I grew up to the west of the Kissimmee river basin and we never saw the kinds of birds that have returned to the area since they have changed the river back. Even away from the river, species are returning. I had never seen a fulvous whistling duck, even though I spent many hours horseback riding along waterways in Central Florida. This past winter, I visited a park where I used to trail ride and there were hundreds of those ducks, spoonbills, bald eagles, osprey, brown and white pelicans, and more. I just hope the populations that have adapted back to the freshwater areas will stay healthy to re-population the coastlines when they are clean enough.

One of the reasons the Mississippi delta is not longer growing is the alteration of the river flow to allow ships that need a deep channel to reach New Orleans, but it is much more complicated than just that.

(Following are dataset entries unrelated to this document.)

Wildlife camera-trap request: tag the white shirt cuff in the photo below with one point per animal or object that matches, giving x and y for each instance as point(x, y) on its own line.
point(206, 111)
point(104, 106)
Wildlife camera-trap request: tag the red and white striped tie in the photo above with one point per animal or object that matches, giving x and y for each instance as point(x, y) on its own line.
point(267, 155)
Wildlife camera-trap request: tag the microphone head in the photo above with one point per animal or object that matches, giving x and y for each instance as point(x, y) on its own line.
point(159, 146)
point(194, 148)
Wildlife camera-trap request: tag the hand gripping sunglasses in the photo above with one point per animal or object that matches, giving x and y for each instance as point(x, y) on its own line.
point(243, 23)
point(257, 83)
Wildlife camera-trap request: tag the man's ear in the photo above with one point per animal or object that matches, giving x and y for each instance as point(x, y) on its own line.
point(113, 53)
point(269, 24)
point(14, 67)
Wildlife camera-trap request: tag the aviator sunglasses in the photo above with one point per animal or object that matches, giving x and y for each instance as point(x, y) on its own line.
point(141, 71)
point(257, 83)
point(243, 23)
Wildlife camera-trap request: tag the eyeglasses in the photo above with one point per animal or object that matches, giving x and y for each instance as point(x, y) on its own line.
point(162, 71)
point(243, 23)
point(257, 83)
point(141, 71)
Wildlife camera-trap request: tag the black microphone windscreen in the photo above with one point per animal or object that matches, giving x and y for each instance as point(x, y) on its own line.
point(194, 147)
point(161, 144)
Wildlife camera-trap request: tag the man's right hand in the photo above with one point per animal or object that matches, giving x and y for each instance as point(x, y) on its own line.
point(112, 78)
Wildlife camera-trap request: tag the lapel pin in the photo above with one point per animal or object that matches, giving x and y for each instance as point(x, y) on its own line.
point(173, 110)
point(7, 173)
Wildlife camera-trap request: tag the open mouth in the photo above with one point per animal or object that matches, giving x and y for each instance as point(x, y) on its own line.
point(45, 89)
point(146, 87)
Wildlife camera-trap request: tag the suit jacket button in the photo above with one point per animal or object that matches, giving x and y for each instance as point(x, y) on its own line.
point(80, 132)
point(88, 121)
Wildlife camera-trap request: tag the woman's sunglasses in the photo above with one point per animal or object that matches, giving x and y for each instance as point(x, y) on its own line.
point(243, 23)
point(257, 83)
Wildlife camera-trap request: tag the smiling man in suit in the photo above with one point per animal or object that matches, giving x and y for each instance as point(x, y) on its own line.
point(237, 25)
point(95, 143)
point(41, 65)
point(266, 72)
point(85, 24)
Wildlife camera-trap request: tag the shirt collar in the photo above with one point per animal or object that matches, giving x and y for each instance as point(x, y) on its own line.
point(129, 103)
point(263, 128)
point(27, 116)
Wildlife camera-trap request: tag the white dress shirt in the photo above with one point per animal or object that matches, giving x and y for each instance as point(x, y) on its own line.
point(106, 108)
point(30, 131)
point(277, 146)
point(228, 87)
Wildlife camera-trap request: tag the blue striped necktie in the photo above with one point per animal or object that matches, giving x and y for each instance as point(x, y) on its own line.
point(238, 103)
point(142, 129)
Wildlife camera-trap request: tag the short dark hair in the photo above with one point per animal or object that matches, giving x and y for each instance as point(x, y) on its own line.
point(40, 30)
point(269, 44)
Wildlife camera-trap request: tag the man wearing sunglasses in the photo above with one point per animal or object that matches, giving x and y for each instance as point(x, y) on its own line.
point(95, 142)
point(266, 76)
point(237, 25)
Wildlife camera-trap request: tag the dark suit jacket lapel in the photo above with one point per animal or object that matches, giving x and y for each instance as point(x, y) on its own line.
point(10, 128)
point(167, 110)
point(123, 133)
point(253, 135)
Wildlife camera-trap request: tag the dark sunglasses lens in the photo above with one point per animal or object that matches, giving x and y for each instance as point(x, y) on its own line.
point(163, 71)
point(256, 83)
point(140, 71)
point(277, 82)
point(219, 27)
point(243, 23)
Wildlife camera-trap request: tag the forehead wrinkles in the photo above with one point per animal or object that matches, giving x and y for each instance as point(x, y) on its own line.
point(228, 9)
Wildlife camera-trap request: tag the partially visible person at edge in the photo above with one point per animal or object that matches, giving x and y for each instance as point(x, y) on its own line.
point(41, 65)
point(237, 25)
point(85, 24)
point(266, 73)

Overall, the entire Louisiana coast has had the amount of fresh water reaching the coast decrease due to human use and drought conditions. We cannot do much about the droughts that have been affecting the Southeast in non-hurricane years, but we can try to restore the water flow that has been disrupted. It is the same pattern that has affected the Everglades - people did not understand how ditching and draining marginal swamplands and re-routing the flow of water through them and into the true wetlands would disrupt the entire system.

If the plan for the Mississippi is as effective as the restoration of the Kissimmee, it would be wonderful. But if we lose the plants and ecosystem that hold the ground in place because of the oil, there will be no way to preserve the coasts.